Spruch
W214 2243436-1/13Z
BESCHLUSS
Das Bundesverwaltungsgericht hat durch die Richterin Dr. Eva SOUHRADA-KIRCHMAYER als Vorsitzende sowie die fachkundigen Laienrichterinnen Mag. Huberta MAITZ-STRASSNIG und Mag. Claudia KRAL-BAST als Beisitzerinnen über die Beschwerde der XXXX , vertreten durch FRESHFIELDS BRUCKHAUS DERINGER PartG mbB, gegen das Straferkenntnis der Datenschutzbehörde vom 04.05.2021, Zl. D550.360 2021-0.169.109, beschlossen:
A)
Das Verfahren wird gemäß § 17 Verwaltungsgerichtsverfahrensgesetz, BGBl. I Nr. 33/2013 idgF (VwGVG) iVm § 38 Allgemeines Verwaltungsverfahrensgesetz 1991 (AVG) bis zur Vorabentscheidung durch den Gerichtshof der Europäischen Union (EuGH) über die mit Beschluss des Kammergerichtes Berlin vom 06.12.2021, Zl. 3 Ws 250/21 (beim EuGH anhängig unter C-807/21), vorgelegten Fragen ausgesetzt.
B)
Die Revision ist gemäß Art. 133 Abs. 4 B-VG nicht zulässig.
Text
Begründung:
I. Verfahrensgang und Sachverhalt:
1. Die Beschwerdeführerin ist Betreiberin des XXXX -Programms, eines unternehmens- und branchenübergreifenden Kundenbindungsprogramms, welches im Mai 2018 in Österreich eingeführt wurde. Unterschiedliche Unternehmen, insbesondere Einzelhandelsketten, nehmen als Partnerunternehmen am Programm teil, dazu schließt die Beschwerdeführerin als Betreiberin des Programms mit diesen Unternehmen einen Vertrag ab. Kunden, die bei am Programm teilnehmenden Partnerunternehmen Waren oder Dienstleistungen beziehen, können sich beim Programm registrieren und werden dadurch Mitglied. Die Mitglieder können beim Bezug von Waren oder Dienstleistungen von teilnehmenden Partnerunternehmen oder sonstigen Aktionen von dem jeweiligen Partner Rabatte in Form von Punkten sammeln. Diese Punkte können ab einer gewissen Punktehöhe durch das Mitglied in Österreich eingelöst werden. Der Beschwerdeführerin obliegt als Betreiberin des Programms insbesondere die Organisation der Mitgliedschaft der registrierten Kunden sowie die Verwaltung des Webauftritts unter XXXX Im Rahmen der Mitgliederregistrierung können die Mitglieder iSd Art. 6 Abs. 1 lit. a DSGVO einwilligen, dass Ihre Daten für Zwecke der Werbung und Marktforschung verwendet werden. Diese Einwilligung kann jederzeit widerrufen werden. Wenn eine Einwilligungserklärung abgegeben wird, kann der kartenausgebende Partner des Programms – also jener Partner, bei dem sich das Mitglied registriert hat – dem jeweiligen Mitglied personalisierte Werbung schicken und dieses anschreiben. Daneben kann die Beschwerdeführerin an alle Mitglieder personalisierte Werbung versenden. Die Partnerunternehmen können die Beschwerdeführerin gegen Entgelt auch beauftragen, personalisierte Werbemaßnahme durchzuführen.

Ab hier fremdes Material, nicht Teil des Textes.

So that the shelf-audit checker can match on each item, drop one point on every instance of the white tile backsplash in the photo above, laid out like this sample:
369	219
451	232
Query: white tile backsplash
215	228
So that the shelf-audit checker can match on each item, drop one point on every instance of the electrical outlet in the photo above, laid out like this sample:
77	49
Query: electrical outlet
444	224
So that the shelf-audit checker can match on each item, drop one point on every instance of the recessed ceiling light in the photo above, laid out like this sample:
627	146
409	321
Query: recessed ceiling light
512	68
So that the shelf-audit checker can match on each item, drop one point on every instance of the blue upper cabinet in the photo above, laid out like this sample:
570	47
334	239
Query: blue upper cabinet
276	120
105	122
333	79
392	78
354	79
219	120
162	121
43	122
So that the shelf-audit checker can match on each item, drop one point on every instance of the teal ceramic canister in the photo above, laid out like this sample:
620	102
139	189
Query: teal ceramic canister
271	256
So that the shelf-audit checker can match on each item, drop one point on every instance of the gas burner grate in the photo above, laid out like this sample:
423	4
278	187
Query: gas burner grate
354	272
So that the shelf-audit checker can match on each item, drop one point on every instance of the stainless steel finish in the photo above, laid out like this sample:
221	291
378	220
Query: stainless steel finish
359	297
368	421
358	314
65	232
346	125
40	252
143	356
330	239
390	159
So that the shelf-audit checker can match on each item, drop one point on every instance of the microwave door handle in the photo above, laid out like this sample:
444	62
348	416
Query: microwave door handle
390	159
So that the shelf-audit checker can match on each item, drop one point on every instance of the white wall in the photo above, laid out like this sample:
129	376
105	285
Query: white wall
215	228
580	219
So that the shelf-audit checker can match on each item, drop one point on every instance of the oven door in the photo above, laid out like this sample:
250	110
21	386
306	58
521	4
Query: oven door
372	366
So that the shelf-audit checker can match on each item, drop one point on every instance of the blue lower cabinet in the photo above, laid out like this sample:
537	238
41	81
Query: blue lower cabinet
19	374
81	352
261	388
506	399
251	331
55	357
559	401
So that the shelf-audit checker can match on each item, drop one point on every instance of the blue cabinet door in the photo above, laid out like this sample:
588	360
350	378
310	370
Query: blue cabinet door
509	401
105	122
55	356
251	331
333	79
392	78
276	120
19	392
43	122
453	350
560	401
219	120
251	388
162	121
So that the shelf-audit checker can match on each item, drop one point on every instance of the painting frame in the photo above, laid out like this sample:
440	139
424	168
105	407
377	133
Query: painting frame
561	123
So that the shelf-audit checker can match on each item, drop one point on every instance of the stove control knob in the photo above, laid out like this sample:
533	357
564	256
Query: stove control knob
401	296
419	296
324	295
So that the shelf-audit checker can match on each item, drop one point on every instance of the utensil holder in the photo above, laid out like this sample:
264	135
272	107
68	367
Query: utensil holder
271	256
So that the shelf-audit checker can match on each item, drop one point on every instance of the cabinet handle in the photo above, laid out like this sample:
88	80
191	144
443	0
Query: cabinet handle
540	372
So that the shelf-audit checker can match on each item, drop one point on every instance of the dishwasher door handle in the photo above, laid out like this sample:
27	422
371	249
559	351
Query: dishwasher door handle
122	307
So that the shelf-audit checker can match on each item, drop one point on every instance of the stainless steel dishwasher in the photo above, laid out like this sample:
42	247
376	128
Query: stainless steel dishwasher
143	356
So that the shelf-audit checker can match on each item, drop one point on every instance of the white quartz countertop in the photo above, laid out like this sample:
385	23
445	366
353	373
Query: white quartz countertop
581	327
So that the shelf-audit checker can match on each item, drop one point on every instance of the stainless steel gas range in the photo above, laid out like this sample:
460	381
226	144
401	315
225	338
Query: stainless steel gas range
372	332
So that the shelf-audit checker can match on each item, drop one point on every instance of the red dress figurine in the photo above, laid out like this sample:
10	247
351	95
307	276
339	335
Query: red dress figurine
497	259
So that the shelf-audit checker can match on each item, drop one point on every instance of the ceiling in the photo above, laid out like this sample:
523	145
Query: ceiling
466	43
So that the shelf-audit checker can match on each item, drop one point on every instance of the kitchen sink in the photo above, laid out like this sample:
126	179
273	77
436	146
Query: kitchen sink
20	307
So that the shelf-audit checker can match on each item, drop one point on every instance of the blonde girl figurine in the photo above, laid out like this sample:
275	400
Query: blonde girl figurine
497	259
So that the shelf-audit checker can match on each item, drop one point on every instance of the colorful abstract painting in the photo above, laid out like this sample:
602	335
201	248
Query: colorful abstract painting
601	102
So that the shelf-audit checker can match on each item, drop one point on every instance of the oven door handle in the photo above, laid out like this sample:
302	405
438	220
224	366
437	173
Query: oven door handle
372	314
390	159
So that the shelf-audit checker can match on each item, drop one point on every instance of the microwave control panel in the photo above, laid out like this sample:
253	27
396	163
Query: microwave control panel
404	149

2. Die belangte Behörde leitete gegen die Beschwerdeführerin ein amtswegiges Prüfverfahren ein. Aufgrund der Ermittlungsergebnisse des amtswegigen Prüfverfahrens wurde zudem ein Verwaltungsstrafverfahren gegen die Beschwerdeführerin eingeleitet.
3. Nach Durchführung des Ermittlungsverfahrens erließ die belangte Behörde das angefochtene Straferkenntnis und sprach aus, dass die Beschwerdeführerin als Verantwortliche im Zusammenhang mit dem Betrieb von „ XXXX “ in Österreich, jedenfalls seit dem 25.05.2018 bis einschließlich 30.07.2020 im gesamten Bundesgebiet, bei den Ersuchen um Einwilligung der betroffenen Personen, die sich für das XXXX -Kundenbindungsprogramm registriert hätten, für die „Verarbeitung von Kundendaten zur personalisierten Ansprache“, unter Verwendung der Methoden (i) physisches Anmeldeformular im „ XXXX “ und (ii) Webseite XXXX , nicht den Anforderungen gemäß Art. 4 Z 11 iVm Art. 5 Abs. 1 lit. a iVm Art. 7 Abs. 2 DSGVO entsprochen habe, wodurch die Betroffenen dazu veranlasst worden seien, in die Verarbeitung ihrer personenbezogenen Daten einzuwilligen, ohne dass die Voraussetzungen für eine Einwilligung vorgelegen seien (Spruchpunkt 1.). Die Beschwerdeführerin habe daher personenbezogene Daten unrechtmäßig verarbeitet, da die Verarbeitung auch auf keine andere Rechtsgrundlage gemäß Art. 6 Abs. 1 DSGVO gestützt werden könne (Spruchpunkt 2.).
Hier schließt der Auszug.